This is the R-CNN paper. It is a multi-stage process to take an image as input and produces bounding boxes and classification softmax vector as output. This is called localization of object within an image. The paper is based on Pascal VOC dataset (20 classes). Most of the technical details are on the Appendix.

There are different ways of localization. We can pose this as a regression problem, or build a sliding window detector. But it is found that regression has low mAP metric and as the CNN is deep, the receptive field is large, sliding window also becomes imprecise. The approach in this paper is recognition using regions.

This paper also demonstrated transfer learning is useful. It shows a supervised pre-training on ILSVRC dataset followed by domain-specific fine-tuning on a smaller (PASCAL) dataset.

The entire system has three modules, namely

  1. Region proposals: Regions are category-independent
  2. Feature extraction: Using AlexNet to create 4096-dim feature vectors from a 227×227 RGB image. Each region is dilated and wrapped to fit the fixed size for AlexNet input.
  3. Classification: Using SVM and non-maximum suppression.

Region proposals are created using selective search’s fast mode. It generates around 2000 region proposals.

The region proposal are arbitrary rectangles but the CNN requires 227×227 pixels. To transform the proposal into input format, the tightest square with context method is to enclose the proposal into the tightest square and isotropically scale the square to input size. On the other hand, tightest square without context method just take the region rectangle and scale the largest edge to 227 pixels and centred to the input. In both method, grey background (image pixel mean) is filled in the input as placeholder if appropriate. Another method is wrap, which anisotropically scale the rectangle to square input size. Optionally the original region rectangle may inflate for p=16 pixels to include additional context for the CNN input. Additional context is found to increase the mAP by 3 to 5 percentage points.

The system is built as follows: The CNN is first pretrained using ImageNet-2012 dataset for classification. No bounding box is used. The paper used Caffe library and achieved same error rate as Krizhevsky et al (2012). Then the ImageNet’s 1000-class classification layer is replaced to a randomly-initialized (N+1)-way classification layer (for N object classes and 1 background). For Pascal VOC, N=20 or for ILSVRC-2013, N=200. Background class are those with IoU overlap with the ground-truth below 0.5. The training is using SGD with learning rate of 0.001, and each iteration step has a batch size of 128, with 32 positive windows (among all classes) and 96 background windows. The positive windows are rare compared to the background, hence this composition is biased towards positive windows. Besides AlexNet, the paper also evaluated on VGG-16.

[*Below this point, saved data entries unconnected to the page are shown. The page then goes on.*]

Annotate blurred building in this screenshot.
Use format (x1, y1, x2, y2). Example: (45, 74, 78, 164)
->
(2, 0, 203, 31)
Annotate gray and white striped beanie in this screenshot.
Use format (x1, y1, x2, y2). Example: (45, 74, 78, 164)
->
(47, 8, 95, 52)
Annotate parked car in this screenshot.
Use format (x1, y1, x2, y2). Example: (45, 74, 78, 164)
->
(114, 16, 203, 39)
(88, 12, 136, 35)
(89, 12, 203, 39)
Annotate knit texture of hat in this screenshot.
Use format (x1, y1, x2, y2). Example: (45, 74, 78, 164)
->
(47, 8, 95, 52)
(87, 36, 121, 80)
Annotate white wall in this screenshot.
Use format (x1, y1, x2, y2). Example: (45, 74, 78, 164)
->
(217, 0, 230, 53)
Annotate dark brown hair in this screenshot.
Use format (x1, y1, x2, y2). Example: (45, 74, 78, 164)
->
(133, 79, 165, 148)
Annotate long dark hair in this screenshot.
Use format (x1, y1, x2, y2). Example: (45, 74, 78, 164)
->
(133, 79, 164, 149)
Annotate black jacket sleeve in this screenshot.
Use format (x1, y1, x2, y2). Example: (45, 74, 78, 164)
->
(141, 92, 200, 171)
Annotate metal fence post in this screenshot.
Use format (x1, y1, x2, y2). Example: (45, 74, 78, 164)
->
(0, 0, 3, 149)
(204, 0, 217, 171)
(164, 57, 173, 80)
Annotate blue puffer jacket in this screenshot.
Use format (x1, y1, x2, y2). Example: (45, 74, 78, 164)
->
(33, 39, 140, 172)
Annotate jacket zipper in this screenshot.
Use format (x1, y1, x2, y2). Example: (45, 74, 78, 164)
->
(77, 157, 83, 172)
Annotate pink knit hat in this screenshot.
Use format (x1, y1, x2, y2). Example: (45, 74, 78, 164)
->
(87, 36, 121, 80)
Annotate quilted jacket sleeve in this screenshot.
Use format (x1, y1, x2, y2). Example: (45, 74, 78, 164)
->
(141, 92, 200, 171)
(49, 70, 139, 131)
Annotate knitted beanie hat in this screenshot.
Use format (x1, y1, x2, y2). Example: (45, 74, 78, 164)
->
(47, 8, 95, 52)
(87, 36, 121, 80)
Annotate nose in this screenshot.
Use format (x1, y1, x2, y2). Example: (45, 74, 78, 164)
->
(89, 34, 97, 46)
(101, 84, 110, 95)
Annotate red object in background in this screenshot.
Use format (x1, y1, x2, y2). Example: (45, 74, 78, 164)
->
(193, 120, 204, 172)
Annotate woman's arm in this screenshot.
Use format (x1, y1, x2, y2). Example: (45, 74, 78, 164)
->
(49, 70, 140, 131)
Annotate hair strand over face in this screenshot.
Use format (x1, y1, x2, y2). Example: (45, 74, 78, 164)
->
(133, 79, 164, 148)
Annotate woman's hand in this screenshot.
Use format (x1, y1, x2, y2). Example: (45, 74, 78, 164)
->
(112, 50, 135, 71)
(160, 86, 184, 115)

The classification label of a region to a category is based on IoU. Given a ground-truth bounding box, a region is positive if its overlap IoU is above a threshold (0.5) and has the maximum overlap to that ground-truth among all proposals. A region is negative (background) if the IoU is below another threshold (0.3). The classification is using linear SVM, one SVM per class. The SVM is trained using standard hard negative mining method. SVM is used rather than using the CNN as classifier is found to improve the mAP (from 50.9% to 54.2%). But the paper also conjecture that some additional tweaks can eliminate the SVM classifier.

With the proposal boxes classified, the final box selected are from the non-maximum suppression algorithm, i.e., among the proposed regions of the same class, if two regions are overlapped (based on IoU) the one with lower classified score are rejected.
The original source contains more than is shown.